A Contemporary Philippine Theater. Theater in post-zarzuela period was mainly in English, written products of the educational system installed by the Americans in 1901, and performed principally in school and university setting. English plays were indications of the first attempts for Americans to influence the Philippine theater. Soon after, theaters began to distance itself from the mass majority; English-speaking urban and school communities became the major audiences. As American motion pictures thrive, the theater fought a losing battle as audiences began to lose interest in it. The Americans were somewhat successful in diffusing Western cultural standards throughout the country.
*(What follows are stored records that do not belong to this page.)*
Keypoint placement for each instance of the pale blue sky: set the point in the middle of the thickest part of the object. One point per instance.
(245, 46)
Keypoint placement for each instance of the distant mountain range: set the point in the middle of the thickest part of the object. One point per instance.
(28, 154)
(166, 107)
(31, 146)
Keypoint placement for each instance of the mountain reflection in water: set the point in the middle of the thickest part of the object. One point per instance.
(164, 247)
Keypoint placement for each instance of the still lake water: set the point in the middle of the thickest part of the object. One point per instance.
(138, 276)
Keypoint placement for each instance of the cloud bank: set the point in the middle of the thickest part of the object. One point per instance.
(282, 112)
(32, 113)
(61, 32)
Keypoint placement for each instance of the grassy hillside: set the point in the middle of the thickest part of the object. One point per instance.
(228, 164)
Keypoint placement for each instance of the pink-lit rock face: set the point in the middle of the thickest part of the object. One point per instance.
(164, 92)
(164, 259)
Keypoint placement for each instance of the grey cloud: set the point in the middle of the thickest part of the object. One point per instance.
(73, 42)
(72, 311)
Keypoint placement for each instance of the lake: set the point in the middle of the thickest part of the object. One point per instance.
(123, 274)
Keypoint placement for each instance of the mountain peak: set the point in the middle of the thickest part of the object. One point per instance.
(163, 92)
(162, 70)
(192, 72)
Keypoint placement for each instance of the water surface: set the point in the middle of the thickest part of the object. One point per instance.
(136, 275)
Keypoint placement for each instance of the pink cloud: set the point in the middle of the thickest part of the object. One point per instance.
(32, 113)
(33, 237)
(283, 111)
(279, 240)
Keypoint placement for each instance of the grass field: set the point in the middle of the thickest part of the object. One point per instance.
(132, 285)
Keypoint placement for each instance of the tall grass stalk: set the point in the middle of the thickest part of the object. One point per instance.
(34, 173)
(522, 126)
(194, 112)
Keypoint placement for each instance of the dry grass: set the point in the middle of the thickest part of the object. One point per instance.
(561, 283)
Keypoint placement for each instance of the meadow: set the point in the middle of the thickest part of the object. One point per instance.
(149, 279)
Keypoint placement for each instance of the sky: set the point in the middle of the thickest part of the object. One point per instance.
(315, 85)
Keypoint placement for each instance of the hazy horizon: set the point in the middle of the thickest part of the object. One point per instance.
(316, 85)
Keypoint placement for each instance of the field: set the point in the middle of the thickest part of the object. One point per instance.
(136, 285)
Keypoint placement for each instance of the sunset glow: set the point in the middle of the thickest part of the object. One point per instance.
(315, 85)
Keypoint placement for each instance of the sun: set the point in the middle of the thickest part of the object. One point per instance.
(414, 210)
The Filipino theater only returned to its vernacular in the 1960s, although more contemporary in perception and techniques. The theater traveled a long way before it again touched the lives of many Filipinos. Also, only in the 1960s when scholars like Nicanor Tiongson, Doreen Fernandez and Isagani Cruz have started to investigate indigenous forms of Filipino drama and made cultural studies a legitimate academic discipline .
The foundation of Philippine Educational Theater Association or PETA in 1967 by Cecilia Guidote was the driving force behind the Philippine theater today. Fresh from studying in the West, she noted that the “national theater of the Philippines should embrace the capital, the cities, the towns and the barrios, of the islands and should be devoted primarily to the quest for a dramaturgy truly expressive of the Filipinos’ national culture.” The concept advocates a popular theater catering to all sectors of the society. This project of Guidote continued onwards with the Kalinangan Ensemble being the professional performing arm of PETA. The arm branched out to the communities, educational and industrial sectors and became not just an experimental theater but also a performing arts academy now known as the Central Institute of Theater Arts (CITAP), the country’s first and only theater academy as of 1989. In the 1970s, a network of people had been operating in the country with the objectives to counter the government-controlled culture and the rise of information media. Later 70s¸ actors and actresses were seen during marches and mass rallies performing to the street crowds as desire to overthrow Marcos dictator regime became more heated.
The objectives of PETA and the people behind it was one of the noblest acts in the history of theater arts. Behn Cervantes, an acclaimed dramatist and director affirmed that Philippine theater is for the audience. It must be and should not be the kind that travels and goes to the communities to perform, not just to entertain but to function as a factory of thought, a prompter of social conduct, an armor against despair and dullness and a trumpet of new philosophical, social religious and moral ideas.